Support: the encouragement and resources provided by the organisation, line management, and colleagues.

This involves:

  • providing constructive and supportive feedback;
  • taking into account people’s home situation; being flexible where people need time for hospital appointments and allowing phased return from long-term sickness absence;
  • holding regular team meetings and discussing issues that may be causing problems.

If you teach someone coping techniques but put them back in the same toxic job, the problem will continue to build and continue to produce the ‘adverse reaction’”

Relationships: promoting positive working to avoid conflict and dealing with unacceptable behaviour.

This involves:

  • having a policy for what behaviour is expected which clearly identifies unacceptable behaviour;
  • having a process for reporting such behaviours;
  • being aware of staff that may need additional support, for example lone workers.

Role: whether people understand their role within the organisation.

This involves:

  • providing clear job descriptions and keeping these updated;
  • explaining how each role fits into the organisation and contributes to its goals;
  • avoiding conflicting or competing demands or targets.

Change: how organisational change is managed and communicated.

This involves:

  • consulting with staff at an early stage and keep talking throughout;
  • talking to individuals directly if they will be affected by a decision, getting their views and ideas and explaining timescales;
  • letting staff know the purpose of the change and what it will achieve.

This approach helps employers focus on the underlying causes of stress and how to prevent them.

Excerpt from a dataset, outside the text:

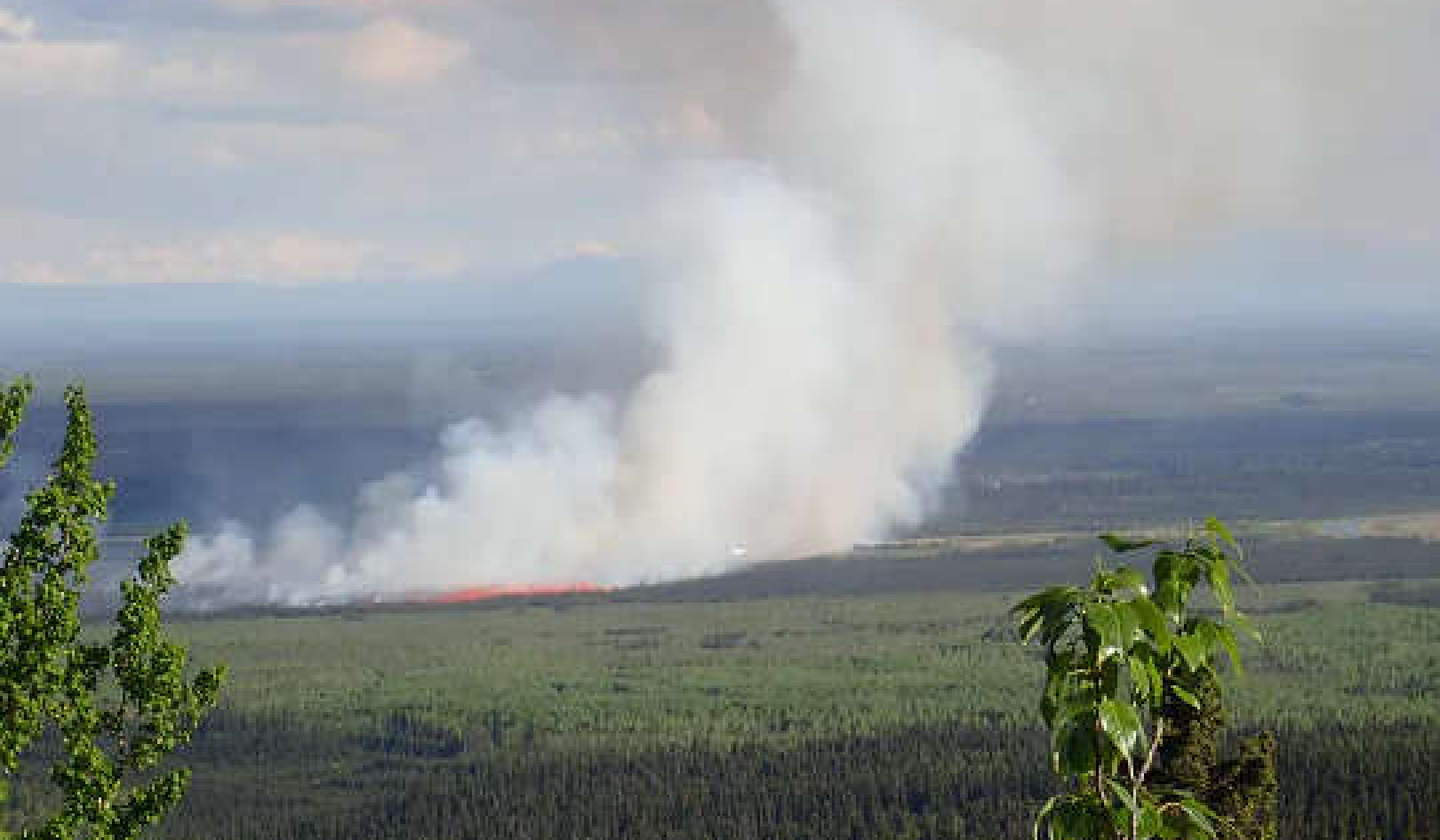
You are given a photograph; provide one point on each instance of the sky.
(310, 141)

The key to tackling work-related stress is engaging with the workforce, getting to the root of the issue, identifying the key stressors, and working to agree practical solutions.

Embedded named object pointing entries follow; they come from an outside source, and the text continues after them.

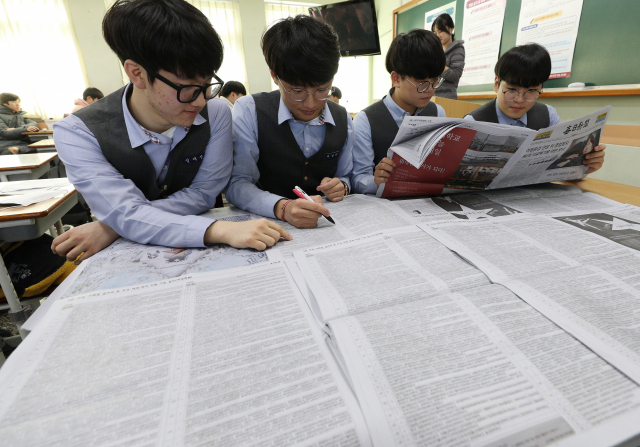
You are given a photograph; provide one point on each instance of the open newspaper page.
(545, 198)
(481, 368)
(381, 269)
(586, 283)
(474, 156)
(355, 215)
(225, 358)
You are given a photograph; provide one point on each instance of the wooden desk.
(37, 136)
(46, 145)
(614, 191)
(30, 222)
(25, 166)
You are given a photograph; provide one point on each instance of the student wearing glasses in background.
(415, 61)
(293, 136)
(520, 75)
(151, 156)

Stress can affect anyone at any level in an organisation, so if employees are feeling stressed they should be encouraged to speak to someone – whether that’s a friend, their manager, GP or occupational health team.

About Robert McGreal

Robert McGreal is lead work-related stress policy advisor at the Health and Safety Executive.

2 Responses to Offering yoga and meditation alone will not prevent stress

  1. Andrew Harris 22 Aug 2018 at 9:20 am #

    The HSE’s tool is strictly a work related tool which completely fails to identify any stress/pressure stemming from home/social/community. Fully appreciate why the HSE don’t include these areas. I do worry for businesses who only adopt this approach they are missing a trick. An employee can be fully in control of their work demands, get on great with their colleagues and respond well to change but they may be experiencing financial difficulties, going through a divorce or be recently bereaved, all of which are likely to cause stress/pressure be missed by this tool. A more holistic tool is required.

  2. Phil Johnson 22 Sep 2018 at 9:21 am #

    Unfortunately the HSE tool, whilst undoubtedly well-meaning, is fundamentally flawed in that it is designed using “regulatory vision”. That is to say there is a premise that everything can be reduced to simple component factors and that someone is to blame.

    No account is taken, for example, of individual vulnerability; scores are attributed as they appear within the tool with no understanding that personal circumstances (bereavement, relationship, children, medical conditions) might have an impact.

    The tool is therefore two-dimensional is design and has no meaningful application other than in a situation where the sample size is sufficient to correct for such “noise”.

    The point that “yoga and fruit bowls do not wellness make” (probably said by Yoda!) is a fair one, but there must be an appreciation that individuals require individual solutions and that workplaces are not the same.

    What is required may be a focus upon interpersonal interactions, which are at the centre of most workplace issues. The issue is that this is far more complicated a problem for a regulatory intervention, thus the problem has been “simplified “ in order to manage it.